En l’absence d’une offre de règlement raisonnable reçue au plus tard le 22 juin 2022 de CD Baby, de Merlin et de JioSaavn concernant la violation du droit d’auteur sur mes œuvres, je déposerai une déclaration à la Cour.
[19] Le 1er juillet 2022, le demandeur a envoyé un autre courriel à CD Baby, dans lequel il expliquait que, selon l’entente qu’il avait conclue avec CD Baby, personne n’avait l’autorisation de diffuser ses œuvres en continu gratuitement. Il a joint à ce courriel une capture d’écran de son compte auprès de CD Baby en date du 8 mars 2011, date à laquelle il avait soumis MILY. La capture d’écran montre que le demandeur avait sélectionné, pour MILY, le niveau de distribution numérique [traduction] « Tout ce qui paie »
, et qu’il avait autorisé CD Baby à distribuer sa musique à certaines entreprises sélectionnées à partir d’une liste à cocher. JioSaavn (ou « Saavn »
) ne figurait pas sur cette liste à cocher, car elle n’était pas partenaire de distribution à l’époque.
[20] Le demandeur a sélectionné seulement l’un des trois niveaux de distribution suivants pour le contenu soumis : [traduction] « Téléchargements + services de diffusion en continu »
, « Téléchargements seulement »
, et « Tout ce qui paie »
. Il n’a en aucun cas sélectionné l’option [traduction] « La totale, même sans compensation »
.
[21] Il ressort également du dossier qu’à quelques reprises entre 2019 et 2022, le demandeur a sélectionné « Saavn »
comme partenaire de distribution pour une partie du contenu qu’il avait soumis à CD Baby.
[22] Le demandeur allègue que les rapports sur les ventes de distribution numérique [VDN] de CD Baby, accessibles à partir de son compte d’utilisateur, font état de 117 000 diffusions en continu impayées par Saavn. Le demandeur affirme qu’il y a eu non‑respect de l’entente qu’il avait conclue avec CD Baby, selon laquelle une somme devait lui être versée pour chaque distribution.
[23] Le rapport sur les VDN du 22 août 2018 démontre que le demandeur a reçu des redevances de JioSaavn dès le mois de janvier 2018. Toutefois, les rapports sur les VDN produits à partir du 30 juin 2020 font état, en plus des redevances, de centaines et de milliers de diffusions en continu pour lesquelles la somme de 0 $ a été payée. Selon les rapports sur les VDN, on compte environ 40 439 diffusions en continu [traduction] « impayées »

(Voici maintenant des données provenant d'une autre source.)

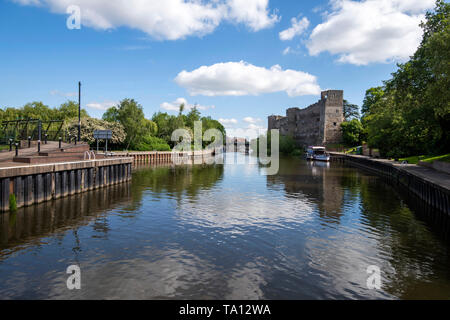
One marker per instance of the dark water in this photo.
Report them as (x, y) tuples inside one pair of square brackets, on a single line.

par JioSaavn entre 2011 et 2022.
[24] Le 3 mai 2022, CD Baby a cessé la distribution de la chanson MILY, la retirant de tous les canaux de distribution. Le 12 juillet 2022, CD Baby a communiqué avec le demandeur afin de rétablir gratuitement la distribution de MILY, et l’a relancé à ce sujet le 25 octobre 2022. CD Baby a continué de distribuer les autres pièces soumises par le demandeur, et ce, jusqu’au 30 janvier 2023, date à laquelle elle lui a fait parvenir un avis l’informant qu’elle cesserait de distribuer l’ensemble de son contenu.
III. Analyse
[25] Les parties ne contestent pas le fait que le demandeur conserve son droit d’auteur sur le contenu en cause, y compris MILY.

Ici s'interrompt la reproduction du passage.